Riddick (2013) – Review

2 Stars

Director\Writer David Twohy’s second attempt at recreating the thrilling experience of his 1999 cult classic Pitch Black, is alternately better and worse than 2004s big-budget flop (and guilty pleasure) The Chronicles of Riddick. This latest sequel simply titled Riddick is besieged with an entirely different set of problems than the larger scale second entry into what has now inexplicably become a trilogy. If Chronicles veered into bad Shakespeare territory, Riddick is content borrowing elements from Conan, I am Legend, and Aliens. This makes for a very uneven viewing experience and the movie, while containing some strong individual scenes, never gels as a whole story.

The story’s first thirty minutes are focused squarely on Richard B. Riddick. The bloodthirsty savage who became king of a religious sect known as the Necromongers. Now, exiled to a harsh deserted planet and left for dead, Riddick must survive the hostile environment and it’s unnatural predators both human and non-human. This leads to an unlikely alliance with a dingo-dog that Riddick raises from pup to sole companion.
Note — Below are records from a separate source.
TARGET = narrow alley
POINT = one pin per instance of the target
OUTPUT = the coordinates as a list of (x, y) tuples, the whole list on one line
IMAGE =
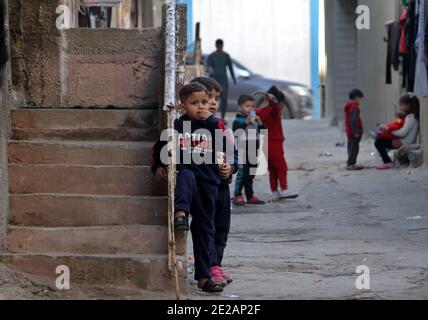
[(310, 248)]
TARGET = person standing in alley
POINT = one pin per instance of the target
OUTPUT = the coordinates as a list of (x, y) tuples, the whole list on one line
[(354, 127), (217, 64)]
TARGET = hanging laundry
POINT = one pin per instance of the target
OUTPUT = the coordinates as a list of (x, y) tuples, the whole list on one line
[(421, 74), (393, 57), (409, 60), (403, 46)]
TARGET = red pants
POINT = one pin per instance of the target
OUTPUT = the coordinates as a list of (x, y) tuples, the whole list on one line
[(277, 165)]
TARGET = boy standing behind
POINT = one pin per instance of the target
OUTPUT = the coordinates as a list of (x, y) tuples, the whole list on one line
[(354, 127), (247, 121)]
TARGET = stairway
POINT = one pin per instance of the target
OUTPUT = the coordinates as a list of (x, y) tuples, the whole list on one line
[(82, 195)]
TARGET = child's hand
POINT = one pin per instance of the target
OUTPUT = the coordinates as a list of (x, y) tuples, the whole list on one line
[(203, 115), (383, 127), (250, 119), (269, 97), (161, 173), (225, 171)]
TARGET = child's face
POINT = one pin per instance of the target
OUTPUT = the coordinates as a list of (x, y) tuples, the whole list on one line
[(247, 107), (405, 108), (213, 101), (358, 100), (196, 106)]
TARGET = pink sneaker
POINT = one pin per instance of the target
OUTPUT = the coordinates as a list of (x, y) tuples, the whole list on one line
[(228, 279), (385, 166), (238, 201), (217, 276)]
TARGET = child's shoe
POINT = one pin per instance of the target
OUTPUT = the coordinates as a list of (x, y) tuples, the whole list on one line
[(217, 276), (255, 201), (386, 166), (238, 201), (228, 279), (181, 223), (276, 195)]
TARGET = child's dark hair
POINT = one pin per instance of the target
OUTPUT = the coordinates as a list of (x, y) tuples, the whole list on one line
[(356, 93), (413, 103), (244, 98), (190, 88), (219, 42), (278, 94), (209, 83)]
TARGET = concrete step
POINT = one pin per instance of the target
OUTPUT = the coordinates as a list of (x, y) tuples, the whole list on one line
[(85, 124), (89, 240), (148, 272), (88, 180), (90, 153), (55, 210)]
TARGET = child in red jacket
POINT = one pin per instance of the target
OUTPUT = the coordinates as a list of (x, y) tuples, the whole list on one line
[(271, 117), (354, 127)]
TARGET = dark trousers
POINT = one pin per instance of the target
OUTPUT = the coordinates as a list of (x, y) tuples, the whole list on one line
[(383, 146), (222, 225), (199, 199), (245, 181), (353, 150), (224, 96)]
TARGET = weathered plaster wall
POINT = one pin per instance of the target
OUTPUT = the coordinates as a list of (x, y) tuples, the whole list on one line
[(35, 48), (114, 67), (4, 136), (82, 67)]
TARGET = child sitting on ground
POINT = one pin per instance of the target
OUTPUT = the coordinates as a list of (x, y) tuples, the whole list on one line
[(223, 210), (249, 123), (197, 183), (384, 132)]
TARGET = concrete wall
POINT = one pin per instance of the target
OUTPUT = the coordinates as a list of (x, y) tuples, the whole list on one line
[(114, 67), (368, 69), (341, 49), (82, 67), (424, 128), (380, 97), (4, 136), (271, 37)]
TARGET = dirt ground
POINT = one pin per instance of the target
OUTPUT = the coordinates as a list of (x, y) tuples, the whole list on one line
[(309, 248)]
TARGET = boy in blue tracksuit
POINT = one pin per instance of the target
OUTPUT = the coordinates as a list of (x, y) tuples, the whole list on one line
[(223, 213), (198, 182)]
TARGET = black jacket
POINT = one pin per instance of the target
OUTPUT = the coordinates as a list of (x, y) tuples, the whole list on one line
[(190, 144)]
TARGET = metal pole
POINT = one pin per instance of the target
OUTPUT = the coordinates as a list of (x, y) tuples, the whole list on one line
[(169, 107), (4, 127)]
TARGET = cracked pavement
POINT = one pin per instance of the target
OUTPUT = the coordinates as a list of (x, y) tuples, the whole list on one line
[(309, 248)]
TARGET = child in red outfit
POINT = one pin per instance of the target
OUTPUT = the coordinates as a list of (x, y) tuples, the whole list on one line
[(271, 117)]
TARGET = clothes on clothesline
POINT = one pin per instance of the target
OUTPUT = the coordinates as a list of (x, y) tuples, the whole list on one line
[(408, 45)]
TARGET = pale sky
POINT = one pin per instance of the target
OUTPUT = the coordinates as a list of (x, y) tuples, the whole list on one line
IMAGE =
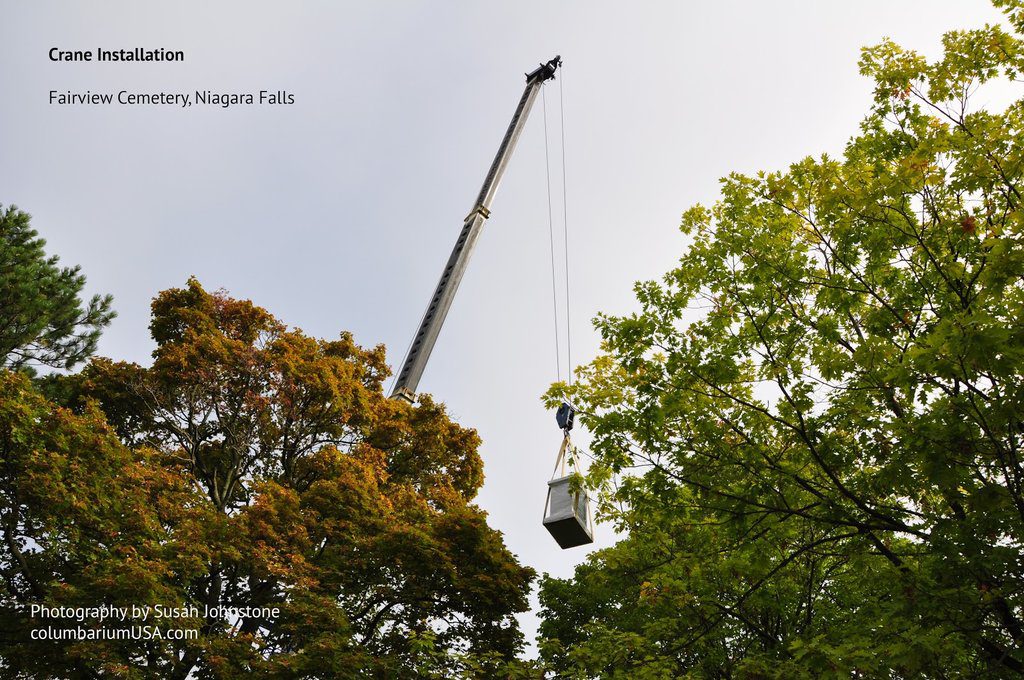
[(339, 212)]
After stumbling upon a former outpost, Riddick signals his presence to bounty hunters in the neighboring region. He figures this will be like hailing a cab off the desolate rock planet. Two competing bands of mercenaries arrive looking for the notorious outlaw and the high reward that comes with his capture. So, the second act or rather an hour of the film is taken up by the cat and mouse game between the hunters and the hunted.

Then, late in the game Riddick turns himself over in order to gain shelter from the ensuing attack by a hive of marauding aliens. The last third of the flick is dedicated to the picking off of characters one by one until the predictable finale in which our cunning bandit escapes unharmed to populate further sequels.

This series start so brilliantly with Pitch Black before descending into guilty pleasure territory with the follow-up Chronicles. Now, the simply titled Riddick is a mash-up of all the elements that have come before but are far less effective this time around. Series creator David Twohy’s best work remains the original Pitch Black and The Arrival.